With its bright colours, bold lines and 2-dimensional design, Woodland Art is one of the most recognizable forms of native art. The visionary style emphasizes heavy black form lines and x-ray views of colourful, figurative images. The perspective is strictly frontal, profile or aerial, lacking ground lines and indications of horizons. But don’t be deceived by its visual simplicity—the subjects and themes explored in Woodland paintings carry powerful meanings.
Native symbolism is at the heart of Woodland Art, yet the mediums are anything but traditional. Woodland paintings are typically acrylic or watercolor paints on paper, canvas or wood panels.

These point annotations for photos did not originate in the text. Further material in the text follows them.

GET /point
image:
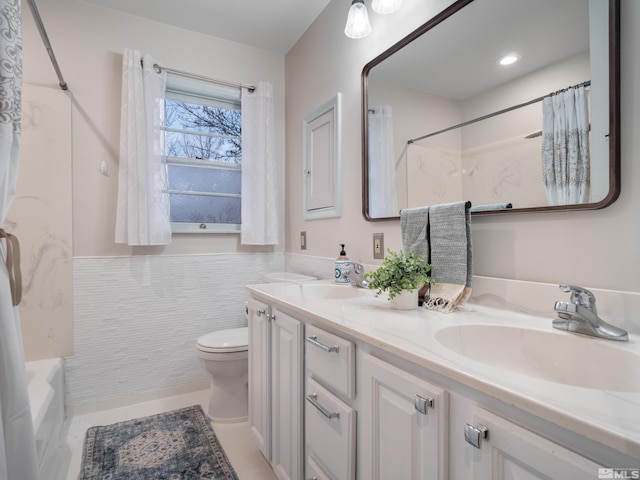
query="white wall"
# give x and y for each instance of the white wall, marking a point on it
(40, 217)
(137, 319)
(592, 248)
(137, 311)
(88, 42)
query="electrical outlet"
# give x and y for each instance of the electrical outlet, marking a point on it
(378, 246)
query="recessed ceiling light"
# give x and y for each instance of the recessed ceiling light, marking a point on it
(509, 59)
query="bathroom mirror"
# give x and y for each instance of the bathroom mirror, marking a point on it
(443, 121)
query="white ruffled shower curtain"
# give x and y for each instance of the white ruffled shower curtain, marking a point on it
(383, 197)
(260, 214)
(18, 458)
(142, 215)
(565, 147)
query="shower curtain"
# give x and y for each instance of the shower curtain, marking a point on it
(565, 147)
(18, 458)
(142, 215)
(260, 212)
(383, 201)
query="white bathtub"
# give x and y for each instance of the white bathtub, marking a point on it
(46, 397)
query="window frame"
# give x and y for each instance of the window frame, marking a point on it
(187, 89)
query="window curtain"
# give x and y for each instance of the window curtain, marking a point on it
(18, 458)
(383, 197)
(565, 147)
(260, 223)
(142, 215)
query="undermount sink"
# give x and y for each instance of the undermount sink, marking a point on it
(563, 358)
(323, 291)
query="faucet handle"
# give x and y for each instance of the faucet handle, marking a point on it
(580, 296)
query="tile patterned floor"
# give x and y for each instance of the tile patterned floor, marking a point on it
(236, 440)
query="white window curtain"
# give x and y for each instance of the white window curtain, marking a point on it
(143, 215)
(383, 197)
(565, 147)
(18, 458)
(260, 222)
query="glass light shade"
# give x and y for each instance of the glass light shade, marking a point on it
(384, 7)
(358, 25)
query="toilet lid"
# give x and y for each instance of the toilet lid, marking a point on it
(229, 340)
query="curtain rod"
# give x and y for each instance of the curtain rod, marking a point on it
(499, 112)
(47, 44)
(182, 73)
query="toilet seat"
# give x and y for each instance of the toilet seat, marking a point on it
(225, 341)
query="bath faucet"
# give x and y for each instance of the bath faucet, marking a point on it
(355, 273)
(579, 315)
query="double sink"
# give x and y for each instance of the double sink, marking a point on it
(541, 352)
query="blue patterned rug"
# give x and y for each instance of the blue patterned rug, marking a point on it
(177, 445)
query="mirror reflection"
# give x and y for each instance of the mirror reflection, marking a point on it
(444, 120)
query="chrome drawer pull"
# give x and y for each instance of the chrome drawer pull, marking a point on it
(421, 403)
(475, 435)
(313, 340)
(313, 400)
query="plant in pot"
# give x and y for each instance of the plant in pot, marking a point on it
(401, 276)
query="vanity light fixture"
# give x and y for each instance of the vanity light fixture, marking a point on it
(508, 59)
(358, 25)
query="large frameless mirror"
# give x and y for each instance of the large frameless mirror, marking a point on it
(444, 121)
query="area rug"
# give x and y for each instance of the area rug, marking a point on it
(176, 445)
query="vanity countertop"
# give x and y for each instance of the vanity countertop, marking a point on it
(610, 417)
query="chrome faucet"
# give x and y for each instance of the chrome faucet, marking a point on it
(580, 316)
(355, 273)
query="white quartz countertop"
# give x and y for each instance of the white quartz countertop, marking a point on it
(610, 417)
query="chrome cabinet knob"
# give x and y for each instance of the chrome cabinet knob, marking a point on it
(475, 435)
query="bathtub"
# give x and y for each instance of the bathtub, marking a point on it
(46, 397)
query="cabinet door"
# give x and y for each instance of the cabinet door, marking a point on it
(330, 434)
(511, 452)
(286, 386)
(403, 422)
(260, 375)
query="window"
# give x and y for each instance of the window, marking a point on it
(204, 155)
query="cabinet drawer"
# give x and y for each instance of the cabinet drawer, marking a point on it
(330, 426)
(331, 360)
(314, 472)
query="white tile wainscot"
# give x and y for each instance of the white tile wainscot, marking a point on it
(137, 318)
(547, 426)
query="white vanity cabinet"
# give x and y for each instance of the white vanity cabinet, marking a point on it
(403, 424)
(276, 387)
(330, 414)
(485, 446)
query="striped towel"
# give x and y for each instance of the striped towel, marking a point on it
(443, 233)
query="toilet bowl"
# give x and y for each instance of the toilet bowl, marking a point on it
(224, 355)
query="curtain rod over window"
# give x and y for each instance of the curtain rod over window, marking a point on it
(47, 44)
(499, 112)
(159, 68)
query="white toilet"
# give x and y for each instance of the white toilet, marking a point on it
(224, 355)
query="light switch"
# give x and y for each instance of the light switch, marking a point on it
(378, 246)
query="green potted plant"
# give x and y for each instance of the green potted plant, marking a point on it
(401, 276)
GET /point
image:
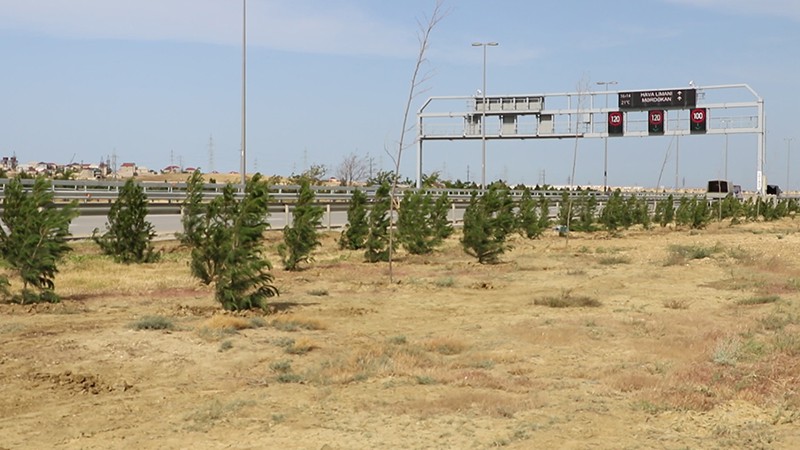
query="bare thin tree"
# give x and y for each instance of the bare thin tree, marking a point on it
(353, 168)
(417, 80)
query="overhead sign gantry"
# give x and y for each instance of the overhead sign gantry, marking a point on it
(722, 109)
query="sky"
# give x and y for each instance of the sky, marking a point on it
(158, 82)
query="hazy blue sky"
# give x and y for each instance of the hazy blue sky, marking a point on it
(152, 80)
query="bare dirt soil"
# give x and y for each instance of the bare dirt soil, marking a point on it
(695, 344)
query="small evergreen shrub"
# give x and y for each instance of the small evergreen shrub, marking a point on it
(302, 237)
(354, 236)
(34, 239)
(129, 236)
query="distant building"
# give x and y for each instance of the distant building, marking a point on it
(171, 169)
(127, 170)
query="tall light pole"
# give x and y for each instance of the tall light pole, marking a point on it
(726, 122)
(605, 152)
(788, 156)
(243, 164)
(483, 118)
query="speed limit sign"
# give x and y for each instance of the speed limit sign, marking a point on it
(656, 121)
(698, 117)
(615, 120)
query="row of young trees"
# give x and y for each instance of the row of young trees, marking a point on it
(492, 217)
(226, 235)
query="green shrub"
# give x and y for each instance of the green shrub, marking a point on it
(488, 220)
(377, 244)
(129, 236)
(301, 238)
(227, 245)
(355, 234)
(34, 238)
(528, 216)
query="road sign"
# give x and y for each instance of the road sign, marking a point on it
(698, 117)
(615, 123)
(655, 121)
(644, 100)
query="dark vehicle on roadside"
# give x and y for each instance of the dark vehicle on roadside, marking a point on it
(719, 189)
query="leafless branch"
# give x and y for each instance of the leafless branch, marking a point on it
(425, 29)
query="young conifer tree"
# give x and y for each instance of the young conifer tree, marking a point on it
(129, 236)
(302, 237)
(377, 244)
(414, 230)
(355, 234)
(488, 220)
(442, 226)
(228, 249)
(34, 238)
(192, 210)
(527, 217)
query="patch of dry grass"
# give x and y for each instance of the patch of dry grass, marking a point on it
(445, 345)
(567, 300)
(676, 303)
(292, 322)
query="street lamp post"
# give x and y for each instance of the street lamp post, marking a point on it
(243, 164)
(726, 123)
(788, 159)
(483, 115)
(605, 152)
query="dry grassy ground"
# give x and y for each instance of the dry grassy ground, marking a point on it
(695, 343)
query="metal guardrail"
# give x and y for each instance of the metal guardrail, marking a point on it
(92, 191)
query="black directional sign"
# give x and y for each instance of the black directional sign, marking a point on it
(645, 100)
(655, 122)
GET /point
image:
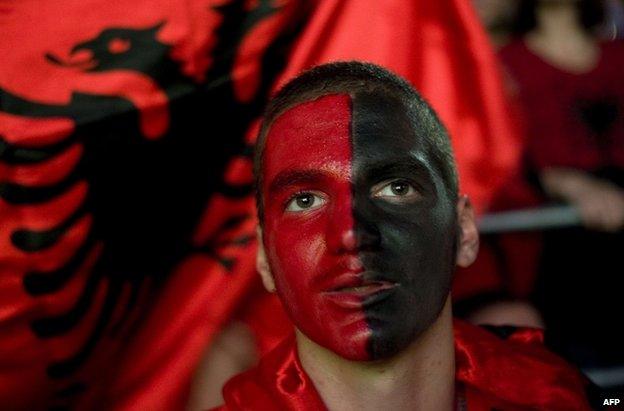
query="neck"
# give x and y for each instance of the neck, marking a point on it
(423, 374)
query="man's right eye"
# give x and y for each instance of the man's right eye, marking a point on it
(304, 202)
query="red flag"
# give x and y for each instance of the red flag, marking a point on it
(123, 163)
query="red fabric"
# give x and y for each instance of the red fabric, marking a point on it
(439, 46)
(517, 374)
(557, 104)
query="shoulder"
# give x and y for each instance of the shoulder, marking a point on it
(511, 366)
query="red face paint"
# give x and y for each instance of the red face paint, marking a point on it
(309, 233)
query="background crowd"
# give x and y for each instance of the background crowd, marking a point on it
(127, 221)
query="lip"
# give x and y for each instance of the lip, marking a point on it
(360, 293)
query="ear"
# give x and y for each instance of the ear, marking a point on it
(468, 244)
(263, 266)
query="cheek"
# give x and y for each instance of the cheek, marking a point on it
(295, 253)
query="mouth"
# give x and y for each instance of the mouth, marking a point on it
(353, 291)
(366, 288)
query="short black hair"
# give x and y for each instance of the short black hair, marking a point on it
(351, 77)
(591, 14)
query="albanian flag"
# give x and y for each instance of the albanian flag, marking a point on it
(127, 228)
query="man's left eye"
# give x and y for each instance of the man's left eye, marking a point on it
(395, 191)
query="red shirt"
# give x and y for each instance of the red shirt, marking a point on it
(513, 374)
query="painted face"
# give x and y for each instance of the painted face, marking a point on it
(358, 230)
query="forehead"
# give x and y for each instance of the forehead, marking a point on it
(328, 131)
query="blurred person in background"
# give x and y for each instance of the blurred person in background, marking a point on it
(497, 17)
(571, 88)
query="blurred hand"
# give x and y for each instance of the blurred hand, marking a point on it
(600, 203)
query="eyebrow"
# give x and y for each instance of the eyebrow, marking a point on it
(289, 178)
(410, 164)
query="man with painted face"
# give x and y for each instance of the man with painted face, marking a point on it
(361, 226)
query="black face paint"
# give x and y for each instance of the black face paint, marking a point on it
(406, 240)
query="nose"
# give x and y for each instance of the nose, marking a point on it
(349, 233)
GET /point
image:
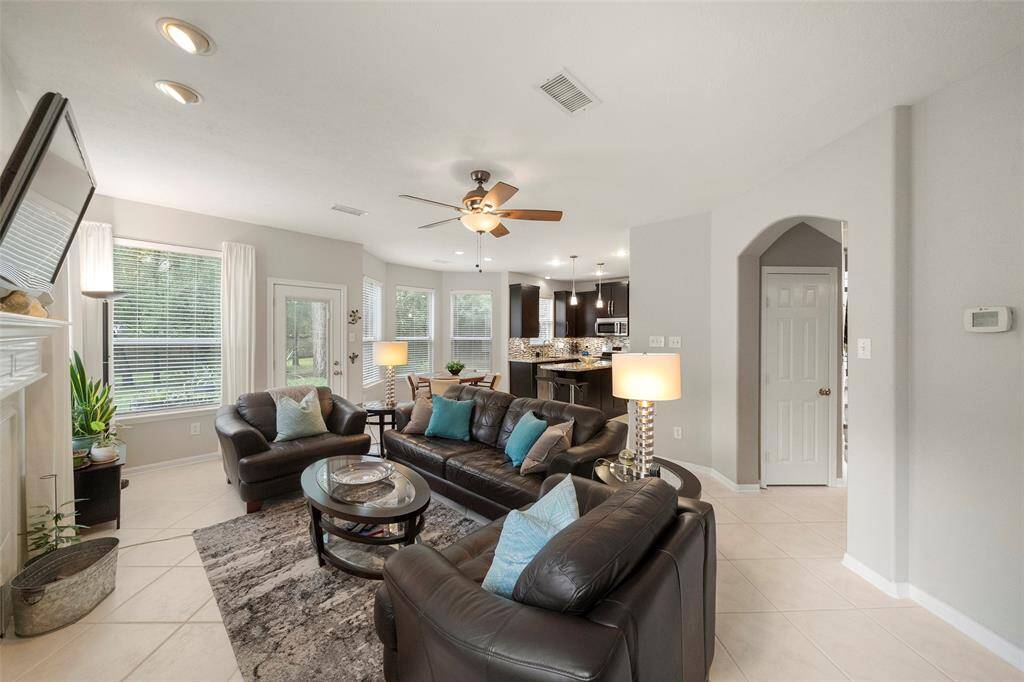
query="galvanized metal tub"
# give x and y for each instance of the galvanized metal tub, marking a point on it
(60, 587)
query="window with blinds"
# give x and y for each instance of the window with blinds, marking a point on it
(165, 347)
(373, 328)
(414, 322)
(471, 329)
(547, 318)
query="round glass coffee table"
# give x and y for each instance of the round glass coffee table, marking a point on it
(361, 510)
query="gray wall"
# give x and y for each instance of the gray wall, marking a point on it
(967, 390)
(669, 297)
(279, 254)
(803, 245)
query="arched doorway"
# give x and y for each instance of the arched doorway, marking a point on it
(797, 254)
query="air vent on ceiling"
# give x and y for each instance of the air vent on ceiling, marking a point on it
(568, 93)
(348, 209)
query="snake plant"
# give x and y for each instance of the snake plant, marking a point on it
(92, 407)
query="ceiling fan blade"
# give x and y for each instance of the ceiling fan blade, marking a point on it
(434, 224)
(529, 214)
(499, 194)
(430, 201)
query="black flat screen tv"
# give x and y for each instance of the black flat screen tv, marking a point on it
(44, 190)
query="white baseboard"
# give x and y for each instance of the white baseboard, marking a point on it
(721, 478)
(979, 633)
(171, 464)
(1007, 650)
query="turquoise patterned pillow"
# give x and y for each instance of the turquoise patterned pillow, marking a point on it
(298, 420)
(525, 534)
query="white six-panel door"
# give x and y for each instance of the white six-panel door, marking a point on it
(798, 364)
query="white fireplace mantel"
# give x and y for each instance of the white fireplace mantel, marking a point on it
(35, 429)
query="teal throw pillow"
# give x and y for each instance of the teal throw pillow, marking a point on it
(298, 420)
(525, 534)
(525, 433)
(450, 419)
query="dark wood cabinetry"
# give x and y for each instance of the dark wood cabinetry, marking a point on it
(564, 316)
(524, 311)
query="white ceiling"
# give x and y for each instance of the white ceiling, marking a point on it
(308, 104)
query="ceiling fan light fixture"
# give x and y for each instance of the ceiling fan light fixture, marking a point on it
(480, 222)
(186, 37)
(179, 92)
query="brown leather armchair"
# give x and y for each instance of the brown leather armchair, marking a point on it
(261, 468)
(627, 593)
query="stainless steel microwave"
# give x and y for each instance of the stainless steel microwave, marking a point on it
(612, 327)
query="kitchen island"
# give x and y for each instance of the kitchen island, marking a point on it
(596, 392)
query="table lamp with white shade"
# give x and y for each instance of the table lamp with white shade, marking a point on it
(645, 378)
(390, 354)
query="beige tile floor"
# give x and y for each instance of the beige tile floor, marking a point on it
(786, 608)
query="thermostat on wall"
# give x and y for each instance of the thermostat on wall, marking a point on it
(988, 318)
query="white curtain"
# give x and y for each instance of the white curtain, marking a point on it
(238, 320)
(95, 247)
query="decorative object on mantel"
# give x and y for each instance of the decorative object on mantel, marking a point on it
(22, 303)
(92, 408)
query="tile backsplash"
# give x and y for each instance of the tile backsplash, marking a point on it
(521, 349)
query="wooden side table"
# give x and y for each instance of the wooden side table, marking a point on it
(98, 487)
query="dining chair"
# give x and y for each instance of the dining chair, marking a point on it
(438, 386)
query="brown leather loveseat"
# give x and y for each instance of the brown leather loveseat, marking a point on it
(625, 594)
(477, 473)
(261, 468)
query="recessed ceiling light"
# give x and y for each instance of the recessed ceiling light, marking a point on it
(178, 92)
(348, 209)
(189, 38)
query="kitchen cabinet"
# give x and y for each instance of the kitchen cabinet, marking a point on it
(524, 311)
(616, 299)
(586, 313)
(564, 316)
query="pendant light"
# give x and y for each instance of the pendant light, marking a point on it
(572, 299)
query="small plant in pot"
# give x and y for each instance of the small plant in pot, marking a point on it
(105, 446)
(92, 407)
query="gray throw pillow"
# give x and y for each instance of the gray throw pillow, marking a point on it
(556, 438)
(299, 420)
(420, 418)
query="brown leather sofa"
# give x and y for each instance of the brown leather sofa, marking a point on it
(627, 593)
(261, 468)
(477, 473)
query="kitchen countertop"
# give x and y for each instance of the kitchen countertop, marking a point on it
(578, 367)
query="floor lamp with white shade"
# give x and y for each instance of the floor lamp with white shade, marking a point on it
(645, 378)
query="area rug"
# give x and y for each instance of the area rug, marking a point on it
(287, 617)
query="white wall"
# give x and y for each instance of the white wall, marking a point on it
(967, 390)
(279, 254)
(669, 297)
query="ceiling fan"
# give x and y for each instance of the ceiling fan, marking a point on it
(480, 210)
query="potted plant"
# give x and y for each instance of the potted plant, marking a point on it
(92, 407)
(105, 446)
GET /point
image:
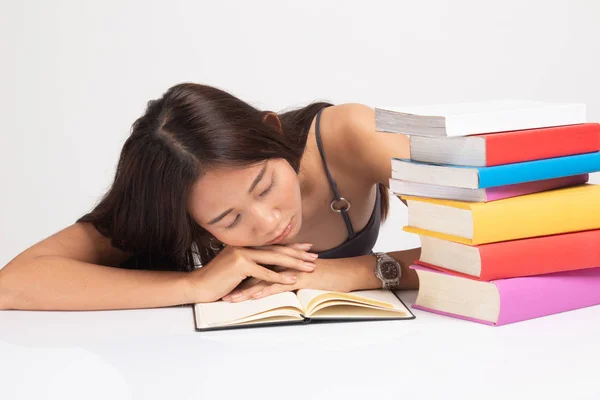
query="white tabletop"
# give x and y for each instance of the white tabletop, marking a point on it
(157, 354)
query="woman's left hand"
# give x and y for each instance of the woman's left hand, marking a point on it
(326, 276)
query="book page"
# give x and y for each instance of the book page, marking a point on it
(315, 300)
(222, 313)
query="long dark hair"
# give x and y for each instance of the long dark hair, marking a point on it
(190, 129)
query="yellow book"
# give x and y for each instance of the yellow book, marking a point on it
(547, 213)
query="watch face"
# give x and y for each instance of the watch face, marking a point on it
(389, 270)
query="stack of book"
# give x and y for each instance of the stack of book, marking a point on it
(498, 192)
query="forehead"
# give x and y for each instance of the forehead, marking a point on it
(220, 188)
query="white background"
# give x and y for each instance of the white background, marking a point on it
(74, 75)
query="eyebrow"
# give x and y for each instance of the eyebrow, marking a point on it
(258, 178)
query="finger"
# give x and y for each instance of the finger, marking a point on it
(248, 293)
(267, 275)
(281, 259)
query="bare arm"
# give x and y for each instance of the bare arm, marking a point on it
(73, 270)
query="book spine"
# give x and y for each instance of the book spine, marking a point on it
(447, 314)
(538, 170)
(540, 255)
(537, 296)
(515, 119)
(547, 213)
(519, 189)
(524, 145)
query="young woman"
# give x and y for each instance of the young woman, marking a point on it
(264, 202)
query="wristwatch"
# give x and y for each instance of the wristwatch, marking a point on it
(388, 270)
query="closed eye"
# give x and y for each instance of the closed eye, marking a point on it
(234, 223)
(267, 190)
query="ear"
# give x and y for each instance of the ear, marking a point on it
(272, 120)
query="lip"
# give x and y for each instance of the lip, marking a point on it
(283, 234)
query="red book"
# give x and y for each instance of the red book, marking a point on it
(513, 258)
(507, 147)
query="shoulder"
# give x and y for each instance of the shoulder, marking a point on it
(347, 126)
(364, 152)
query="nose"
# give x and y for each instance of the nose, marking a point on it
(268, 220)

Norval Morrisseau, an Ojibway artist from Northern Ontario, is considered to be the founder of the Woodland School of Art. He was the first Ojibway to break the tribal rules of setting down Native legends in picture form and was originally criticized for disclosing traditional spiritual knowledge. However, his unique style gained traction in the late 1960s, revitalizing traditional Anishinaabe icons and inspiring many generations of artists from Northwestern Ontario and Manitoba, including Mark Anthony Jacobson, Mike Alexander, Roy Thomas, and John Laford.
Dubbed the “Picasso of the North,” Norval Morrisseau was awarded the Order of Canada for his contribution to Canadian art. He laid the groundwork for Canadian Native artists to be authentic to their own culture and experiences while still being considered part of the broader artistic scene.